Insider Monkey: So, in that first step are there any investment screens or value statistics? Just to give an example, a price to earnings multiple or a high net margin?
Tom Gayner: Well the price to earnings multiple is a valuation metric of the stock itself. That is not in and of itself anything for the profitability of the business, so that is not a metric we would look at in regards to that first point. I’ll get into that later but that is not from step one.
The net profit margins, return on capital, return on assets, return on equity, things of that nature, those are the sorts of things that would matter in that regard. Clearly, we would not look at anything unless it was in double digits in terms of return on equity and we don’t want to see a lot of leverage used to get there. So that is the first screen.
The second screen and the second thing we talk about and think about and we care a lot about is more the investment and management team with equal measures of talent and integrity. Because one without the other is worthless- people who have integrity but maybe are short talent may be very nice people and you may like them, you may be comfortable with them and enjoy their company and all that but in context of the business they can’t really get the job done. So that doesn’t do you any good.
In the alternative if you attract people who have talent but perhaps an integrity problem they may do well but we as their outside partners won’t so we try to discern that the management teams we’re investing with have equal measures of both.

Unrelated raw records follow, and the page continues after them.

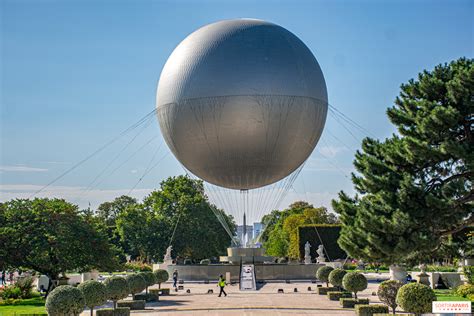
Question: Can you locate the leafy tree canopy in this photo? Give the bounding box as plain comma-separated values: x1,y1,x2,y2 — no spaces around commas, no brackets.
262,201,338,258
333,58,473,264
116,175,236,261
0,198,120,292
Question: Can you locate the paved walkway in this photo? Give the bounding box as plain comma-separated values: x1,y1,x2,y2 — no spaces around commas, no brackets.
84,280,385,315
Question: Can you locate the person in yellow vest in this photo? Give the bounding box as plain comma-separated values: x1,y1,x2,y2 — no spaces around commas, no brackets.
218,274,227,297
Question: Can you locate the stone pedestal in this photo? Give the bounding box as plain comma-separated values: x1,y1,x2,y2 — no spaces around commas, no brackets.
389,265,407,283
304,255,312,264
417,272,430,286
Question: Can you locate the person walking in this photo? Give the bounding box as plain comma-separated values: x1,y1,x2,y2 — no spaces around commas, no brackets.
217,274,227,297
1,270,5,285
172,269,178,288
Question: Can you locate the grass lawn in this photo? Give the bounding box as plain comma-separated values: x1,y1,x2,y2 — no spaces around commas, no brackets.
435,289,471,301
0,305,46,315
0,297,46,316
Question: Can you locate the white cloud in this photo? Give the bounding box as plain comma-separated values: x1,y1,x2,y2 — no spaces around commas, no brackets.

The third thing we think about is the reinvestment dynamics of the business and that’s to say if they make money what do they do with it? If you have very good returns on capital and reinvest that at the same or better returns year after year after year, you become a compounding machine. The second best business in the world is one that makes very good returns on capital, can’t really reinvest that easily or well, but the management knows it and they’re intellectually honest about it. So either they’re good at acquisition, or they pay out dividends, or they repurchase shares or something like that to indicate that they are good managers and your capital is worth more than the business itself.
The worst business in the world is one that doesn’t earn very good returns on capital. So we stay as far away as possible. That’s what we think about our perspective there.
The fourth and final general area that we think about is valuation and that is where the P/E ratio and things of that nature come into play. If you have those first three attributes in place, what do you have to pay to get it? You can have great businesses that intrinsically do very well, but if you pay way too much for it, you as an investor will earn subpar returns. The business can’t live up to its valuation metrics.